Demographics for Patients With Sepsis and Septic Shock

Factor	Any Sepsis, n = 18,183, n (%)	Sepsis-2, n = 12,981, n (%)	Sepsis-3, n = 12,043, n (%)	p^*
Sex
Men	9,300 (51)	6,691 (52)	6,118 (51)	0.359
Women	8,596 (47)	6,046 (47)	5,670 (47)	0.497
Missing	337 (2)	244 (2)	255 (2)	0.349

Race
White	14,234 (78)	10,169 (78)	9,375 (78)	0.529
Black	959 (5)	721 (6)	658 (5)	0.711
Others/missing	2,990 (16)	2,091 (16)	2,010 (17)	0.355
	Mean (sd)	Mean (sd)	Mean (sd)

Age (yr)	56 (18)	56 (18)	56 (18)	0.654
	Septic Shock, n = 1,894, n (%)	Sepsis-2, n = 1,758, n (%)	Sepsis-3, n = 676, n (%)	p^*

Sex
Men	977 (52)	911 (52)	386 (57)	0.999
Women	829 (44)	759 (43)	290 (43)	0.142
Missing	88 (5)	88 (5)	0 (0)	0.003

Race
White	1,413 (75)	1,314 (75)	519 (77)	0.965
Black	143 (8)	131 (7)	72 (11)	0.248
Others/missing	338 (18)	313 (18)	85 (13)	0.599
	Mean (sd)	Mean (sd)	Mean (sd)

Age (yr)	56 (18)	56 (18)	58 (17)	0.046

Open in a new tab

p value compares patients meeting Sepsis-2 criteria to patients meeting Sepsis-3 criteria using the overlapping test for proportions and the overlapping t test for continuous variables.
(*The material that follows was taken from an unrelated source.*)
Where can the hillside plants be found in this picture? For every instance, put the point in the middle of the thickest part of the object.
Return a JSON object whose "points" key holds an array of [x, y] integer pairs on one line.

No power analysis was done. Sample size was determined by the number of available records from each institution.

RESULTS

We had 29,459 patients with suspected infection, defined as obtaining blood cultures and receiving antibiotics: 18,183 (62%) had either Sepsis-2 or Sepsis-3. Patients were (mean ± sd) 56 ± 18 years old, 9,300 (51%) were men, and 14,234 (78%) were Caucasian (Table 1). Of these septic patients, 12,981 patients (44%) had Sepsis-2, 12,043 (41%) had Sepsis-3, and 6,841 patients (23%) had both Sepsis-2 and Sepsis-3. Fifty-three percent of Sepsis-2 patients also had Sepsis-3, whereas 57% of Sepsis-3 patients also had Sepsis-2 (Fig. 1). Agreement between the two phenotypes was poor: kappa = 0.213, (95% CI, 0.201–0.225). SIRS and SOFA points correlated poorly (r = 0.292, p < 0.001). The distribution of SIRS and SOFA points is shown in the bubble plot (Fig. 2).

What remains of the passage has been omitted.